In his contribution to the debate in the Senate on the Employment Sexual Harassment (Prevention) Bill, 2017, Todd spoke of “some female bosses going too far in terms of the sexual harassment of male employees” who failed to report such advances for fear of being ridiculed. However, he said the new legislation would eliminate this problem because it made provisions for confidential complaints to be made against the aggressors.
“In certain cultures a man is expected to be promiscuous, so how could one consider a man not accepting sexual advances by a woman? The question may be asked if such a man was gay or a sissy. That is why I am very happy that within the legislation as proposed these matters will be dealt with in a confidential manner. It would give the person subjected to this kind of harassment courage to come forward, knowing that they would not be ridiculed by their peers, or by the society,” Todd said.
He also said the legislation would combat “very aggressive” lesbians who pursue their female co-workers and homosexual men who harass other men.
“This legislation is not limited to sexual harassment of women by men, but this is a real world now where the whole issue of lesbians being very aggressive in seeking to have their way with unsuspecting vulnerable young women. This legislation will protect women from these unwanted sexual advances by other women; homosexual men seeking to take advantage of vulnerable men and in some cases you may have some female bosses going too far in terms of the sexual harassment of male employees,” he said.
Todd also reported on a discussion on a call-in programme during which young women complained of lecherous behaviour by young predatory males on the streets.
He said the women were resorting to wearing headphones in order to give the impression they were not hearing the unwanted catcalls.

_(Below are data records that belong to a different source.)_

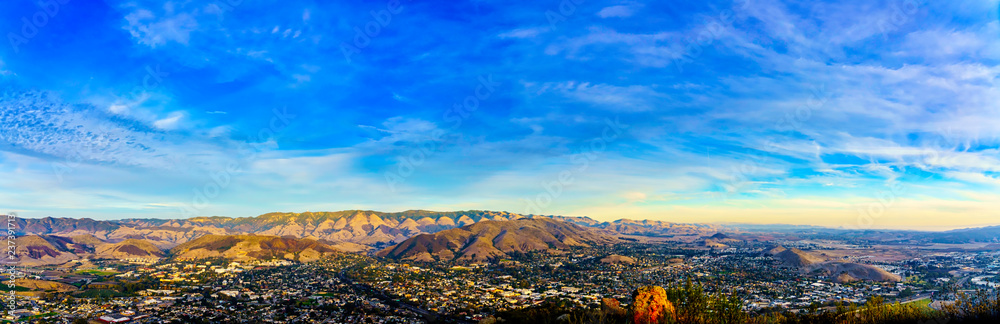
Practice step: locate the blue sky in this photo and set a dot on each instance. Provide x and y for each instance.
(864, 114)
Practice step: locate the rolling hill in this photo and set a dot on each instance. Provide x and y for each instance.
(490, 240)
(252, 247)
(840, 271)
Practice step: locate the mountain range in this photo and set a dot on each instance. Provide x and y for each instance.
(496, 239)
(367, 228)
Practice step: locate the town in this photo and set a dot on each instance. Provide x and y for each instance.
(350, 287)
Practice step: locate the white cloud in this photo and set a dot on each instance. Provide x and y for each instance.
(154, 31)
(170, 122)
(622, 11)
(522, 33)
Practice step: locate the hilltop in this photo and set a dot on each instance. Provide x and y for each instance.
(495, 239)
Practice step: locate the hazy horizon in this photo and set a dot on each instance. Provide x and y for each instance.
(835, 114)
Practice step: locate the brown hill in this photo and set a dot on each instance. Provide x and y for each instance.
(847, 272)
(488, 240)
(797, 258)
(129, 249)
(44, 285)
(808, 263)
(252, 247)
(618, 259)
(47, 250)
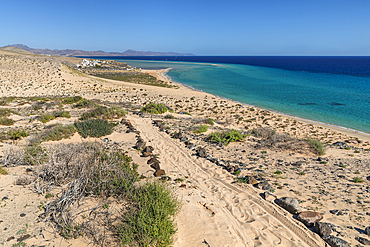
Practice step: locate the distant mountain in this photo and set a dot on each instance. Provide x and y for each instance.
(69, 52)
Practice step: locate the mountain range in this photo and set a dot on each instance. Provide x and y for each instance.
(69, 52)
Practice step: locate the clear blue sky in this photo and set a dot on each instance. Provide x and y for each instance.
(203, 27)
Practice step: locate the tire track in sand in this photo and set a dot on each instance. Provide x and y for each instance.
(253, 220)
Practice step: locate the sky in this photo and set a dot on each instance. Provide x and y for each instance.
(202, 27)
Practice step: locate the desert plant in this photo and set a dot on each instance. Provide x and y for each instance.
(226, 137)
(94, 127)
(58, 132)
(201, 129)
(17, 134)
(154, 108)
(104, 112)
(150, 222)
(317, 146)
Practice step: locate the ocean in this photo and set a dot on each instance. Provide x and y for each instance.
(331, 90)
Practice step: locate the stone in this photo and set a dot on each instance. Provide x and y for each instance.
(322, 228)
(309, 218)
(147, 154)
(201, 152)
(140, 145)
(290, 204)
(148, 149)
(159, 172)
(367, 230)
(335, 241)
(152, 160)
(155, 166)
(362, 240)
(252, 181)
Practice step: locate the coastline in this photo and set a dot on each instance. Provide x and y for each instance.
(348, 131)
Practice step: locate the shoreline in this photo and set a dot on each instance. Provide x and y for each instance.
(345, 130)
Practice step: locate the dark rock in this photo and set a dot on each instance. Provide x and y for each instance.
(367, 230)
(335, 241)
(147, 154)
(201, 152)
(309, 218)
(362, 240)
(24, 237)
(140, 145)
(290, 204)
(148, 149)
(322, 228)
(155, 166)
(152, 160)
(159, 172)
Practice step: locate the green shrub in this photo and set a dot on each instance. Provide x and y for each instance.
(154, 108)
(150, 222)
(6, 121)
(226, 137)
(357, 180)
(3, 171)
(94, 127)
(209, 121)
(64, 114)
(17, 134)
(46, 117)
(317, 146)
(104, 112)
(72, 100)
(84, 103)
(201, 129)
(59, 132)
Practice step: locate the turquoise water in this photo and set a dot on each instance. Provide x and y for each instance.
(337, 99)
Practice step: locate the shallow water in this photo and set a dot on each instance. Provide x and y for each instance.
(338, 99)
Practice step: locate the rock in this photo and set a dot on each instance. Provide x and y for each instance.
(155, 166)
(252, 181)
(201, 152)
(159, 172)
(147, 154)
(322, 228)
(367, 230)
(267, 196)
(290, 204)
(335, 242)
(309, 218)
(140, 145)
(148, 149)
(27, 236)
(152, 160)
(363, 240)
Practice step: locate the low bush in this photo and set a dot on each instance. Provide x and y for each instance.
(17, 134)
(64, 114)
(94, 127)
(47, 117)
(104, 112)
(226, 137)
(150, 222)
(6, 121)
(317, 146)
(72, 100)
(201, 129)
(84, 103)
(209, 121)
(58, 133)
(154, 108)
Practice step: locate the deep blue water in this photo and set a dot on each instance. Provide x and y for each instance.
(333, 90)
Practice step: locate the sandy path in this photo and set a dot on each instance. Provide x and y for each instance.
(241, 216)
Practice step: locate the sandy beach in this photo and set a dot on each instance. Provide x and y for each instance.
(216, 210)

“During a call-in programme some women who were guests were making reports of being harassed while using the streets in Barbados. They reported that in order to ignore the catcalls coming from such men they have to wear their headphones. They did this to pretend that they could not hear the sexual advances. They said that being courteous by just saying, ‘good morning’ they were concerned that those predatory men may take it in the wrong way. The men might see it as some kind of licence to sexually harass them. This demonstrates the fear that these predators drive in the hearts of these vulnerable women,” he said, adding that one young woman had her earphones pulled from her ears after she failed to respond to a man’s catcalls.